Y cuando su madre se negó a ir al hospital, la última esperanza de Pim se desvaneció.

—Es mejor que me quede aquí —le dijo su madre.

—Pero allí pueden ayudarte.

—Eso cuesta dinero, Pim.

—Pero…

—Prométeme una cosa. Que cuidarás de Mai —añadió su madre, tosiendo las palabras mientras se arañaba frenéticamente el brazo hasta reventar una ampolla llena de líquido.

—No. ¡No puedo hacerlo yo sola! —contestó Pim, y empezó a llorar—. Solo tiene ocho años.

—Tú tienes quince. Puedes hacerlo.

Ahora, Pim se miró las manos, pensó en Mai y se preguntó qué estaría haciendo su hermana en ese momento. ¿Estaría durmiendo? ¿Se sentía sola o asustada? Pero ella solo iba a estar fuera cinco días. Muy pronto volvería a estar en casa con Mai.

Empezó a temblarle el mentón y de pronto sintió otra punzada de dolor, esta vez producida por las píldoras que portaba en el estómago.

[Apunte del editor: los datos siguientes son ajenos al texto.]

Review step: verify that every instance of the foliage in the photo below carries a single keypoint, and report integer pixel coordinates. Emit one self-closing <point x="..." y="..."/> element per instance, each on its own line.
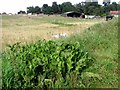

«Tengo que asegurarme de volver a casa», pensó.

 

 

Gunnar Öhrn estaba sentado a la mesa de su despacho, con las piernas separadas. Levantó los brazos, los estiró y gruñó al sentir un pinchazo en los hombros. El dolor le subió hasta lo que en algún momento había sido la línea del pelo. Se sentía viejo y anquilosado, pero prefirió apartar esa idea de su mente. No tenía tiempo para preocuparse de esas cosas.

En la librería que tenía a su espalda se acumulaban los dosieres. Empezaría a leerlos más o menos por el medio; se concentraría, se pondría las pilas y leería atentamente para sacudirse aquella sensación de cansancio.